As EHEC shedding is known to be relatively long lasting, earlier detection of events and rapid outbreak investigations are important in minimizing the number of infected cases and reducing potential further spread. While only few studies have assessed such information, long duration of shedding has been documented for several EHEC serotypes. The duration of shedding ranged from 15 to 46 days in an EHEC O26 outbreak in the USA [15]. Shedding periods of up to 71 days were found in an EHEC O145 outbreak in a Norwegian childcare center [23]. Furthermore, a sensitive detection method used in a German outbreak showed that shedding lasted up to 62 days in those with diarrhea or hemorrhagic colitis [24]. Moreover, some outbreaks in Japan were difficult to control quickly, taking a mean of 46.5 days (range: 32–63) after the onset of index cases, partly due to secondary infections [25], emphasizing the need for early detection to prevent transmission.
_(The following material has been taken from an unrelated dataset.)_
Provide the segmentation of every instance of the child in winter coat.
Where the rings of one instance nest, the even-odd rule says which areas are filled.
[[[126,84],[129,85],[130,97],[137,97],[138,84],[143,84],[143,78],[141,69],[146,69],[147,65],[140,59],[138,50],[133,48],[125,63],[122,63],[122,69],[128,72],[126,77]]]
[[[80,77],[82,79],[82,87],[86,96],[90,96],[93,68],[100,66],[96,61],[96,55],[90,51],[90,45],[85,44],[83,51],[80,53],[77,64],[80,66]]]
Family members are also affected by childcare facility-related cases, and while the direction of transmission between family members and cases in childcare facilities is unknown, proper hand washing and hygiene practice are important in households.

While the O157 serogroup is known for its severity, the United States Department of Agriculture pointed out that awareness of non-O157 serogroups as a food safety concern has increased in the USA and added six non-O157 serogroups (O26, O45, O103, O111, O121, and O145) to the list of pathogens that should be considered to be of public health importance [26]. Indeed, while O26 serogroup is known to be relatively less severe, concerns regarding O26 are starting to emerge. For example, a novel type of O26 clone harboring the stx2 gene was found in Germany, and has been spreading across Europe, the USA, and South America [5, 2730]. These studies suggested that stx2-producing O26 might be a more virulent type, and could pose a threat to children in childcare facilities in Japan and in other countries. The stx2-producing strain of O157 can also result in severe outcomes, including HUS [2]. The second major serogroup in our study was stx2-producing EHEC O157, and indeed, all four HUS cases detected in our study were affected by stx1 and stx2-producing O157.

A key limitation in our study is understanding the reason why childcare facility-related non-O157 outbreaks have increased, which remains unclear from national surveillance-based analysis. As the increase was associated with increase in asymptomatic cases, possibility of enhanced outbreak investigations at child care facilities exist. However, there was no change in policy for diagnostic practices or surveillance criteria. Moreover, while the median number of symptomatic cases per outbreak remained the same, there was an increase in large scale outbreaks in 2012–2013. In addition, while specific alerts regarding childcare facility-related EHEC outbreaks were distributed from MHLW to LPHCs in late August 2013, this notification was based on increased EHEC cases from NESID data; thus, it cannot explain the increase in the number of outbreaks in 2012 or the increase during the period up to August in 2013, when the number of outbreaks had already reached almost twice as many as that in 2012.

Conclusions

In Japan, the reported frequency of EHEC outbreaks and cases related to childcare facilities, especially those with non-O157 strains, have been increasing. Once infections with non-O157 serogroups in childcare facilities are recognized, family members should be vigilant about hand washing to prevent further transmission. Early detection and response is required to minimize the extent of outbreaks, and further investigation into the potential reasons of the increase in such outbreaks is warranted.